The Park Hyatt Paris Vendome by Jamie Dunford Wood
The Park Hyatt Paris Vendome, to give this hotel its full name, is the latest Paris designer offering, opened in August 2002, designed by Ed Tuttle of Amanresorts fame. Just off the Place Vendome, the interiors of a number of classic Paris townhouses have been ripped out and refashioned into something that looks like a cross between an Armani emporium and the 'break-out' floor of an avant-garde multinational corporation. Unlike most hotels, the reception desks (discreet and stand-alone, like new wave banks) are set at the back of the building - to lead you there, a seemingly endless supply of loitering but smiling staff dressed in black, mostly young and mostly pretty, some with wires coming out of their ears. On the way you pass a well designed breakfast/snack/meeting/loitering/reading area, the forum of the hotel, part of it in natural light under a glassed-in atrium, part in artificial light, a balanced tension between light and dark that is the most successful element of this hotel. However, for a breakfast bar Ed Tuttle has designed a table of hideous cystal sculptures backed by a huge concave mirror. Presumably the bacon and eggs in the morning acquire an added potency from all this reflected crystalology - but when breakfast has been cleared away you are left with the modern echo of a medieval monstrance.

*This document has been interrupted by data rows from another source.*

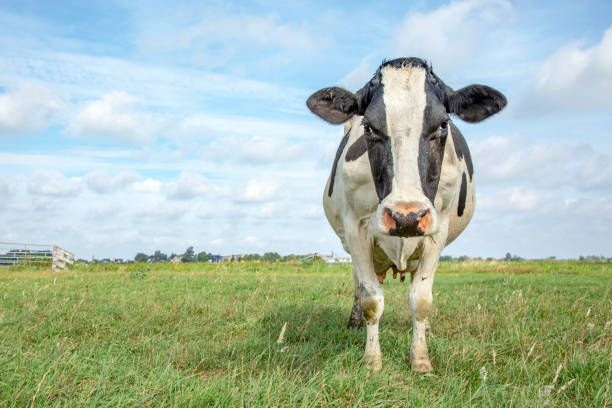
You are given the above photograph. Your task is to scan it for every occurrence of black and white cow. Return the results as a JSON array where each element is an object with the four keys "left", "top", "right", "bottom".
[{"left": 307, "top": 58, "right": 506, "bottom": 373}]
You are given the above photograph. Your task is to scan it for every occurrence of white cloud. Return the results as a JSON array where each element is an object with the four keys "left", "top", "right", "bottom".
[
  {"left": 523, "top": 26, "right": 612, "bottom": 110},
  {"left": 166, "top": 173, "right": 214, "bottom": 200},
  {"left": 393, "top": 0, "right": 513, "bottom": 72},
  {"left": 132, "top": 178, "right": 162, "bottom": 193},
  {"left": 476, "top": 187, "right": 551, "bottom": 214},
  {"left": 66, "top": 91, "right": 157, "bottom": 144},
  {"left": 28, "top": 170, "right": 81, "bottom": 197},
  {"left": 0, "top": 179, "right": 10, "bottom": 210},
  {"left": 85, "top": 171, "right": 140, "bottom": 194},
  {"left": 470, "top": 135, "right": 612, "bottom": 191},
  {"left": 338, "top": 55, "right": 375, "bottom": 92},
  {"left": 0, "top": 85, "right": 65, "bottom": 136},
  {"left": 238, "top": 180, "right": 280, "bottom": 202}
]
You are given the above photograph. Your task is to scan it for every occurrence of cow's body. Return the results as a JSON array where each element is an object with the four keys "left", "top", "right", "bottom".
[{"left": 308, "top": 58, "right": 505, "bottom": 372}]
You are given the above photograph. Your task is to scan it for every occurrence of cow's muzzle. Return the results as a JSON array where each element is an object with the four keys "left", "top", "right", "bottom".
[{"left": 379, "top": 202, "right": 434, "bottom": 237}]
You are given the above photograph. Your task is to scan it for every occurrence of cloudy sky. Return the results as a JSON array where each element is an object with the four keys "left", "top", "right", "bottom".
[{"left": 0, "top": 0, "right": 612, "bottom": 258}]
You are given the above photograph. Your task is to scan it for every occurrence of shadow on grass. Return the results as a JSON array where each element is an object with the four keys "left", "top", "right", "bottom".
[{"left": 191, "top": 304, "right": 365, "bottom": 375}]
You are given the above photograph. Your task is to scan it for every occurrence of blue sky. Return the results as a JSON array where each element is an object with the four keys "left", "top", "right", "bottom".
[{"left": 0, "top": 0, "right": 612, "bottom": 258}]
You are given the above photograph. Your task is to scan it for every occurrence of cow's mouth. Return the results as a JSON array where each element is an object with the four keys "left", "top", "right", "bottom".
[{"left": 380, "top": 205, "right": 433, "bottom": 237}]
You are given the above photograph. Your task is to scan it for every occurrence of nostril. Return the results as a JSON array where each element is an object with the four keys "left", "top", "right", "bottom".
[{"left": 417, "top": 210, "right": 429, "bottom": 218}]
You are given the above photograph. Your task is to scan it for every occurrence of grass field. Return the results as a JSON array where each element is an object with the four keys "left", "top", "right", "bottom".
[{"left": 0, "top": 261, "right": 612, "bottom": 407}]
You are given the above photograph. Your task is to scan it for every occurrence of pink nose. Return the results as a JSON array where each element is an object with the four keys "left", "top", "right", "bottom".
[{"left": 381, "top": 202, "right": 433, "bottom": 237}]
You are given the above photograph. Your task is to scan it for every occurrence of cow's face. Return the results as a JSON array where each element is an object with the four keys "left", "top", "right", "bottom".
[{"left": 307, "top": 58, "right": 506, "bottom": 237}]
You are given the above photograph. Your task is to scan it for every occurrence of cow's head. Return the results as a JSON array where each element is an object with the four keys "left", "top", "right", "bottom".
[{"left": 307, "top": 58, "right": 506, "bottom": 237}]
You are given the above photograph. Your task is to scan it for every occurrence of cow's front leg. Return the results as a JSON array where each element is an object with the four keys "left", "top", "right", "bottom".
[
  {"left": 359, "top": 271, "right": 385, "bottom": 371},
  {"left": 345, "top": 218, "right": 385, "bottom": 371},
  {"left": 347, "top": 268, "right": 363, "bottom": 329},
  {"left": 410, "top": 236, "right": 442, "bottom": 373}
]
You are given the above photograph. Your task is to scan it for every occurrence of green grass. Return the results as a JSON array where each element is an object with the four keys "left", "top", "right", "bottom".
[{"left": 0, "top": 262, "right": 612, "bottom": 407}]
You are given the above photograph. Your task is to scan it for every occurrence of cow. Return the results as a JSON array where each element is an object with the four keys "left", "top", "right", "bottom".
[{"left": 306, "top": 58, "right": 506, "bottom": 373}]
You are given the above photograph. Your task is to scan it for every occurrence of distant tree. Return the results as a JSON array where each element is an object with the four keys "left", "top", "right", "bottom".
[
  {"left": 151, "top": 250, "right": 168, "bottom": 263},
  {"left": 134, "top": 252, "right": 149, "bottom": 262},
  {"left": 198, "top": 251, "right": 212, "bottom": 262},
  {"left": 181, "top": 247, "right": 195, "bottom": 262},
  {"left": 263, "top": 252, "right": 281, "bottom": 262}
]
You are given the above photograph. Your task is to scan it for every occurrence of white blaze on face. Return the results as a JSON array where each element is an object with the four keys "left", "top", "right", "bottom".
[{"left": 382, "top": 66, "right": 429, "bottom": 204}]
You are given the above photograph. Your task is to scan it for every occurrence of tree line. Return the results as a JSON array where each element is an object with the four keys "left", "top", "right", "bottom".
[{"left": 134, "top": 246, "right": 307, "bottom": 263}]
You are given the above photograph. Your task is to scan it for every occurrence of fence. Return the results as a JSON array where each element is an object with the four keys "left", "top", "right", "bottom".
[{"left": 0, "top": 242, "right": 74, "bottom": 271}]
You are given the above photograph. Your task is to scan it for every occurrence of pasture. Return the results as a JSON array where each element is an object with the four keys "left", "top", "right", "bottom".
[{"left": 0, "top": 261, "right": 612, "bottom": 407}]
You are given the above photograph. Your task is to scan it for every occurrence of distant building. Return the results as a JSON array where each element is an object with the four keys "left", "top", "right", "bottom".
[{"left": 319, "top": 252, "right": 351, "bottom": 263}]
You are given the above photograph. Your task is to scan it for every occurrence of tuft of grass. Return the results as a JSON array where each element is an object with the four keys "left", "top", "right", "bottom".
[{"left": 0, "top": 261, "right": 612, "bottom": 407}]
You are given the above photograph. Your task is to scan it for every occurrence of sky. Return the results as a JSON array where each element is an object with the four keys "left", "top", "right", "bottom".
[{"left": 0, "top": 0, "right": 612, "bottom": 258}]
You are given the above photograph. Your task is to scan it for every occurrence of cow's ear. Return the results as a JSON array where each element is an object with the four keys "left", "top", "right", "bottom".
[
  {"left": 446, "top": 85, "right": 507, "bottom": 123},
  {"left": 306, "top": 87, "right": 359, "bottom": 125}
]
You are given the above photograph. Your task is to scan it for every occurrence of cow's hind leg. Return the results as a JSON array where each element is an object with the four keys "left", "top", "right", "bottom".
[{"left": 347, "top": 268, "right": 363, "bottom": 329}]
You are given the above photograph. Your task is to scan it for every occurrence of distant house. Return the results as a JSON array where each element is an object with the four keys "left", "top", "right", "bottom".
[{"left": 319, "top": 252, "right": 351, "bottom": 263}]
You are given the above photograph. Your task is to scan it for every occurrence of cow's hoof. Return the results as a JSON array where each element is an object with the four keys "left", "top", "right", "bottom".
[
  {"left": 346, "top": 318, "right": 363, "bottom": 329},
  {"left": 412, "top": 359, "right": 433, "bottom": 374},
  {"left": 363, "top": 355, "right": 382, "bottom": 373}
]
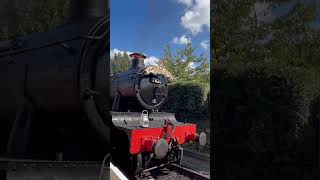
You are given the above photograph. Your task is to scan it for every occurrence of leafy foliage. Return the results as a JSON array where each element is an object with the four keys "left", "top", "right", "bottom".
[
  {"left": 160, "top": 43, "right": 210, "bottom": 83},
  {"left": 110, "top": 53, "right": 131, "bottom": 73},
  {"left": 164, "top": 82, "right": 209, "bottom": 121}
]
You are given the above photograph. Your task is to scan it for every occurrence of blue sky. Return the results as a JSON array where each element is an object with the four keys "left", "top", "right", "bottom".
[{"left": 110, "top": 0, "right": 210, "bottom": 65}]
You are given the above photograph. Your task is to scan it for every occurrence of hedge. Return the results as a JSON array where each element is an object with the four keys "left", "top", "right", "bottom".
[
  {"left": 163, "top": 82, "right": 210, "bottom": 121},
  {"left": 211, "top": 63, "right": 320, "bottom": 179}
]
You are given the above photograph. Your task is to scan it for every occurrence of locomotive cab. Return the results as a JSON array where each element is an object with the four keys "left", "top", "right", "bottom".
[
  {"left": 110, "top": 53, "right": 171, "bottom": 112},
  {"left": 110, "top": 53, "right": 206, "bottom": 177}
]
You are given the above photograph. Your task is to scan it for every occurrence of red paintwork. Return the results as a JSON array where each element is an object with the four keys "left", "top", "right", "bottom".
[
  {"left": 128, "top": 124, "right": 196, "bottom": 154},
  {"left": 186, "top": 133, "right": 196, "bottom": 141}
]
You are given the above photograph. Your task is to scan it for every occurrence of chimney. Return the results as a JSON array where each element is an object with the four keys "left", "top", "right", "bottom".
[
  {"left": 68, "top": 0, "right": 109, "bottom": 22},
  {"left": 129, "top": 53, "right": 146, "bottom": 69}
]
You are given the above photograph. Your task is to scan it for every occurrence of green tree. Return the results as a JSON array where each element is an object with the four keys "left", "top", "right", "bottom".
[
  {"left": 159, "top": 43, "right": 209, "bottom": 83},
  {"left": 110, "top": 53, "right": 131, "bottom": 73}
]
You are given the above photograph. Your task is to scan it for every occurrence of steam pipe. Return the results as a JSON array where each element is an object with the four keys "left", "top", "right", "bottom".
[{"left": 68, "top": 0, "right": 109, "bottom": 22}]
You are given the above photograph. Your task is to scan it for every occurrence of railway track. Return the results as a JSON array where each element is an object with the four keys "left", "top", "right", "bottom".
[{"left": 137, "top": 150, "right": 210, "bottom": 180}]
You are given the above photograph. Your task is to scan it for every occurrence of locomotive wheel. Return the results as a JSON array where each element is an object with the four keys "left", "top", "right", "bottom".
[{"left": 7, "top": 100, "right": 33, "bottom": 156}]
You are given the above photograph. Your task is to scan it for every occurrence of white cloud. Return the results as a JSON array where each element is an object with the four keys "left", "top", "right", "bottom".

At the entrance there is an imposing bronze sculpture of two figures reaching up and welcoming you in, and after a while you begin to see these figures, singly and together, repeated everywhere; nowhere more so than in the bedrooms, where it provides a tactile if angular door handle, window handle and wall mounted light brackets. At night these light up to provide pools of light with religious overtones. Personally I would be tempted to unscrew some of these handles and take them home as souvenirs, just as the tap tops at the Triest in Vienna make ideal cufflinks. But staff at the Hyatt express amazement that anyone would consider such a thing.
Elsewhere, large sliding doors in expensive dark wood slide open the bathroom area according to your inclination - a design feature that feels just right in a tropical Amanresort, but looks strange in a big metropolis. The walls are painted in a taupe colour - a chocolatey/grey/mauvy colour, with paneled segments and window and door frames in gold. Again, stunning in the bright sunlight of a south east asian jungle. Rather gloomy in the dull light of a Parisian winter, especially in those darker rooms which face the inner courtyard.